Photo: San Francisco Bike Party reminds us about the memorial for Nancy Ho at the corner of Fremont and Mission. Stop by and pay your respects if you get the chance. So sad.
I’ve biked to work now for roughly 6 months. Used up my 100 handy-wipes. Flattened a tire. No injuries, knock on wood, despite the urban mess I ride through every morning and evening. 4th and Townsend, the intersection of a freeway onramp and an active commuter train station, I’ve nicknamed: “CrazyTown-send” for the apparent suspension of common sense and civil law.
At first, I was largely angry when I arrived at work. I was hot, I was upset at the rudeness of drivers. Tangling with your life every morning gives you a shot of adrenalin that’s hard to dampen.
A few months in, I stopped being angry all the time. I think this is due to an increase in fitness. Everything makes you angry when you’re hot and tired. Still- cars cut me off, didn’t signal, swerved into me, or opened doors in my face. Same stuff, just my reaction was different.
A few months after that, I started daydreaming and thinking more while riding, looking at the beautiful Bay Bridge and the Bay- mist on the water. I started tweeting little poetic descriptions of the bay “bay updates” when I arrived at work. I started de-athleticizing my apparel, wearing skirts, squishing my stuff into cuter bags. I started having fun, basically.
Perhaps month 4 or 5, I actively tried to STFU while biking. I’m pretty verbal and confrontational, and this month I was like: I said- no more yelling at cars. You do not want to be shot (famous incident of road rage in SOMA where a famous kickboxer was shot for yelling at a driver.) No more shouting “stop double-parking in the bike lane” into car windows. I did continue to tweet the infractions by the Zynga mini-bus parking in the bike lane on Townsend (and general swerving into traffic without checking for cyclists), and Gordon Biersch for leaving dumpsters in the bike lane on a very narrow part of Embarcadero.
Photo: Milton Repreza’s photo of me at Critical Mass
Last month, I actively decided to focus on the positive. It’s a parenting technique (remember: I’m an auntie of 8!)… I started saying “thank you,” to the nice people. Because they’re all around you, doing nice stuff. This has improved my ride perhaps more than anything else. Thanks, pedestrian, for stopping and letting me zip by.

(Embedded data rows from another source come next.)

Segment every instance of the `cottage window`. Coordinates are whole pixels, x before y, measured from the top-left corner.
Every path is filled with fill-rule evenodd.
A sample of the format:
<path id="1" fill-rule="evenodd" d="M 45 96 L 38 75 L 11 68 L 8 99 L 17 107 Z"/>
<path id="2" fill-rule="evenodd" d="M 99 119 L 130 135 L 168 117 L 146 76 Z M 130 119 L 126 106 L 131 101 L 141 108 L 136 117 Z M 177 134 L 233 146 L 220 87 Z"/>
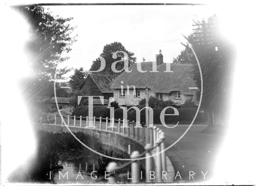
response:
<path id="1" fill-rule="evenodd" d="M 120 90 L 120 98 L 125 98 L 125 91 L 123 90 L 122 91 L 122 90 Z"/>
<path id="2" fill-rule="evenodd" d="M 163 98 L 163 94 L 162 93 L 160 93 L 160 95 L 159 95 L 159 97 L 160 98 L 160 99 Z"/>
<path id="3" fill-rule="evenodd" d="M 180 92 L 174 92 L 174 99 L 180 99 Z"/>
<path id="4" fill-rule="evenodd" d="M 135 95 L 134 97 L 140 97 L 140 92 L 139 90 L 136 90 L 136 94 Z"/>

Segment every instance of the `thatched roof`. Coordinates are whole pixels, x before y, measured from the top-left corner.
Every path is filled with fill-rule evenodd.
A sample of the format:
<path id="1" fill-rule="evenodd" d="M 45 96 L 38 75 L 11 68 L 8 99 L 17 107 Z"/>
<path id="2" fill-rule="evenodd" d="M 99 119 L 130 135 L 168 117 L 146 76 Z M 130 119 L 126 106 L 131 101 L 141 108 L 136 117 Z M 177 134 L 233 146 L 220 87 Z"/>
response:
<path id="1" fill-rule="evenodd" d="M 118 75 L 90 74 L 89 74 L 102 93 L 113 93 L 111 85 Z"/>
<path id="2" fill-rule="evenodd" d="M 134 85 L 136 88 L 144 89 L 147 86 L 155 93 L 168 93 L 179 91 L 184 94 L 193 94 L 194 90 L 188 88 L 196 87 L 193 79 L 194 65 L 171 63 L 170 69 L 173 72 L 164 72 L 166 64 L 157 66 L 159 72 L 150 72 L 152 71 L 152 62 L 141 63 L 142 70 L 147 70 L 146 72 L 142 73 L 138 70 L 137 63 L 135 63 L 129 68 L 132 72 L 122 73 L 116 79 L 112 88 L 120 89 L 121 85 L 123 85 L 125 88 L 127 85 Z M 123 83 L 121 84 L 122 81 Z"/>

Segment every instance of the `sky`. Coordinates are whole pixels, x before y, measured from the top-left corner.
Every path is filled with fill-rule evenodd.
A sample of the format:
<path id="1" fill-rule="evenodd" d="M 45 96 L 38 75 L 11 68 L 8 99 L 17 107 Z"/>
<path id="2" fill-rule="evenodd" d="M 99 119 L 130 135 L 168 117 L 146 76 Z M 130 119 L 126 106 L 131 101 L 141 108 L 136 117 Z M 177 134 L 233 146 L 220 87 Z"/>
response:
<path id="1" fill-rule="evenodd" d="M 137 62 L 155 60 L 162 50 L 164 62 L 172 62 L 184 48 L 182 34 L 192 32 L 193 20 L 207 20 L 214 13 L 206 5 L 52 6 L 53 15 L 72 17 L 70 24 L 77 41 L 66 54 L 70 59 L 58 67 L 89 70 L 104 46 L 120 42 L 134 52 Z M 72 71 L 66 76 L 73 73 Z"/>

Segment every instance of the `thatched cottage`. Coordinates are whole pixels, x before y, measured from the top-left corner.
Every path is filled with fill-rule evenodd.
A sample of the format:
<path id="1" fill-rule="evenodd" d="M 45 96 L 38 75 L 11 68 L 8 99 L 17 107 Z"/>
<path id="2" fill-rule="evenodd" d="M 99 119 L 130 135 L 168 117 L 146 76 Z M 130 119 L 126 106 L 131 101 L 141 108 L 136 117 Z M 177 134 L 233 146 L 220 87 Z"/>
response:
<path id="1" fill-rule="evenodd" d="M 109 98 L 113 96 L 111 85 L 118 76 L 118 75 L 112 74 L 88 74 L 81 89 L 82 95 L 102 96 L 104 100 L 108 100 Z"/>
<path id="2" fill-rule="evenodd" d="M 131 72 L 124 72 L 115 79 L 112 88 L 114 90 L 114 98 L 118 104 L 137 105 L 140 100 L 146 98 L 145 89 L 147 87 L 150 96 L 164 100 L 171 100 L 179 104 L 183 104 L 186 99 L 192 99 L 198 105 L 196 94 L 199 89 L 193 78 L 194 65 L 173 63 L 166 65 L 163 63 L 161 51 L 156 56 L 156 61 L 159 72 L 150 72 L 152 71 L 152 62 L 137 63 L 129 67 L 129 70 Z M 142 70 L 147 71 L 139 71 L 138 65 L 141 65 Z M 165 72 L 170 66 L 172 72 Z M 135 88 L 134 92 L 132 86 Z M 130 87 L 129 95 L 127 87 Z"/>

Thanks, bus driver, for letting me whiz around you while you’re at your stop (not recommended for the faint of heart). Thanks, car on Harrison, for letting me wheel through this stop sign without stopping- note, Harrison has *the nicest* cars in respect to cyclists over any other street in SF. Thanks, tourists, for letting me go through this big cable car turnaround crowd. Once in a while it’s a standoff of politeness: no, you go. No, you go. You first! Really. You can go. Go. (On the Division/Townsend turnaround).

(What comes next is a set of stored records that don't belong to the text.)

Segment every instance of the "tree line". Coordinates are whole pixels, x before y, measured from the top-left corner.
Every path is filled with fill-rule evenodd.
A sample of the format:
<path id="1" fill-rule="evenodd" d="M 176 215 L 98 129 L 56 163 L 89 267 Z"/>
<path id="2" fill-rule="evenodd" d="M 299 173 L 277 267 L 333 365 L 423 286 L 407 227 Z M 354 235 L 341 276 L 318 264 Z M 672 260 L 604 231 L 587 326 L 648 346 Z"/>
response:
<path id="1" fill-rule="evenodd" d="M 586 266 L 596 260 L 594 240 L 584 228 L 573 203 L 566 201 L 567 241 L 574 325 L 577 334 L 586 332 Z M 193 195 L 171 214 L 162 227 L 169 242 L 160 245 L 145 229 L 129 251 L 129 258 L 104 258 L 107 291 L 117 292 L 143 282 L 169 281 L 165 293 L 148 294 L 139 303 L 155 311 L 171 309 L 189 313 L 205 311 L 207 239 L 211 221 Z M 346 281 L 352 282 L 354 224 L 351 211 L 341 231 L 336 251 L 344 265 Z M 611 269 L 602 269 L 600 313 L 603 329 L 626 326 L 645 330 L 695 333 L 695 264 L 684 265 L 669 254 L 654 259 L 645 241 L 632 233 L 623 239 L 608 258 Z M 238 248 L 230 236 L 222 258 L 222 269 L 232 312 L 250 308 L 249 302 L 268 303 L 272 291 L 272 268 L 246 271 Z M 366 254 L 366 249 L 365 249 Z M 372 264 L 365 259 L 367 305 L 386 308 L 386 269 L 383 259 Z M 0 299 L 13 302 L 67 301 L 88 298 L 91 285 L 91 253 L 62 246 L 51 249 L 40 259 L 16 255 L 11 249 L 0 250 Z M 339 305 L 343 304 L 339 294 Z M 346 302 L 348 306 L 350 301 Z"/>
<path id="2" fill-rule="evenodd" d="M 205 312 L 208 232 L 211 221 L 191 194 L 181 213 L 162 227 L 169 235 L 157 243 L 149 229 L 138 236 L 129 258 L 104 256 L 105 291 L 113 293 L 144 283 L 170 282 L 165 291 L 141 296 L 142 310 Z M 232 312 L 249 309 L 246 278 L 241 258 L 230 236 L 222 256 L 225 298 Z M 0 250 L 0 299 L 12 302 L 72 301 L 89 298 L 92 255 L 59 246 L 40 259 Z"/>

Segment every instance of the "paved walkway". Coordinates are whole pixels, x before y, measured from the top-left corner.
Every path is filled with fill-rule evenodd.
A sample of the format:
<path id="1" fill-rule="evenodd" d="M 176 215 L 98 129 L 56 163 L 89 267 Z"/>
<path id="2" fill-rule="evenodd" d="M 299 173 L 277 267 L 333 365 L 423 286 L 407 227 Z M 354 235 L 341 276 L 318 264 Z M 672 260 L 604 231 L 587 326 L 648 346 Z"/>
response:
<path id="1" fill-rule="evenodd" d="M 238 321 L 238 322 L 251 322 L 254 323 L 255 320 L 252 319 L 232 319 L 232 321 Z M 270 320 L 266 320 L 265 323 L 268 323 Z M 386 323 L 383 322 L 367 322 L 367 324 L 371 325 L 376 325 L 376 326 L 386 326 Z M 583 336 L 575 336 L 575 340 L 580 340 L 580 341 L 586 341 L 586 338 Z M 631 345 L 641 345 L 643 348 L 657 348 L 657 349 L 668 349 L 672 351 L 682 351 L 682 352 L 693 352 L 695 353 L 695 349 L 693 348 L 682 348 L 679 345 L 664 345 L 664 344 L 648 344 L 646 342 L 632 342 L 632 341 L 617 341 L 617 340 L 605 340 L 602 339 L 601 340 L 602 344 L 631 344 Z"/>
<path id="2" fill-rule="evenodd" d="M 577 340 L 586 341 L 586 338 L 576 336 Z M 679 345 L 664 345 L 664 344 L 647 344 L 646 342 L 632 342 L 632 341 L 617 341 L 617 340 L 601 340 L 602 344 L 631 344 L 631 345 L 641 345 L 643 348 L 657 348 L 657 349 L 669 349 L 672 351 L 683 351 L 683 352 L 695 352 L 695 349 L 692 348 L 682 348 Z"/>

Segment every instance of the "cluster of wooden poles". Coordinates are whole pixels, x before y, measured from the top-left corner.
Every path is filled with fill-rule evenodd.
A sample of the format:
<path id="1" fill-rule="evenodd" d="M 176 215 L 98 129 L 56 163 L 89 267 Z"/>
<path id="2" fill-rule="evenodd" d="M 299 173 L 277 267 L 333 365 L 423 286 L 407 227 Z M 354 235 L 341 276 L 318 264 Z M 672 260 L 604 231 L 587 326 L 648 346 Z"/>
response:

I still get angry at being doored, or swerved into. People who park in bike lanes deserve a certain ring of hell (in which they are sandwiched between an Amtrak bus and Muni on a recliner bike, oh, and cab is double-parked in the bike lane, in front of them- yes, I have fantasized about this). Runners who are opposing traffic in the bike lane also need a wake-up call. It’s all somewhat balanced by the occasional politeness.